Neue Komfort-Services wie Abholdienste für Koffer könnten entstehen: "Dafür aber müssen Airlines und Flughäfen ihre Kunden besser kennen, mehr über deren Reise- und Konsumverhalten wissen. Mit Hilfe von Big Data und Analytics lassen sich für die Kundenwünsche Maßanzüge schneidern", so Kirsch. Daten sind auch für die Luftfahrtindustrie der Kraftstoff der Zukunft.

Weniger Büros, mehr Grün?

Ähnlich ist die Situation in der Immobilienbranche: Weltweit prüfen Firmenchefs, ob sie ihre teuren Firmenimmobilien noch brauchen, wenn das Arbeiten im Home-Office gut funktioniert.

Morgan Stanley-Chef James Gorman gab zu verstehen, dass ein Großteil seiner 80.000 Mitarbeiter auch nach der Überwindung der Corona-Pandemie weiter von zuhause arbeiten werde - mit massiven Auswirkungen auf die Immobilienwirtschaft.

Deutschland Frankfurt - Skyline
Bald nicht mehr gebraucht? Bürotürme in Frankfurt am MainBild: picture alliance/Eibner-Pressefoto

"Die Corona-Krise wird Bürogebäude verändern, aber nicht obsolet machen", ist Andreas Mattner, Präsident des Immobilienwirtschaftsverband ZIA, überzeugt.

Umfragen unter Immobilienmanagern bestätigen das, kommen aber zu dem Schluss, dass allein in Deutschland 20 Prozent der Büroflächen bald nicht mehr benötigt werden.

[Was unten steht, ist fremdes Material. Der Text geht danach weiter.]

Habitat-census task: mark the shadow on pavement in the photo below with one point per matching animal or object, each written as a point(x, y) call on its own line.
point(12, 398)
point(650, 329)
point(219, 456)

Neue Arbeitsbedingungen verändern das Stadtbild. Jede Krise habe das bisher gezeigt, sagt Architekturkritiker Niklas Maak. "Die Corona-Krise wirkt wie ein Katalysator urbaner Entwicklungen", sagt er. "Das Verhältnis von Zentrum und Peripherie verändert sich, Mobilität und die Steuerung von Datenströmen werden neu gedacht."

Gebäude seien bisher nach Investitions-Maßstäben gebaut worden. Künftig werde es darum gehen, genug Platz zu schaffen, um ohne Gefahr für die Gesundheit arbeiten und leben zu können.

Das bedeute weniger Hochhäuser, weniger enge Einkaufszentren - dafür aber mehr freie Flächen für Meetings und andere kommunikative Treffen. Zufahrtsstraßen und Parkhäuser könnten Grünflächen und Fitness-Studios weichen.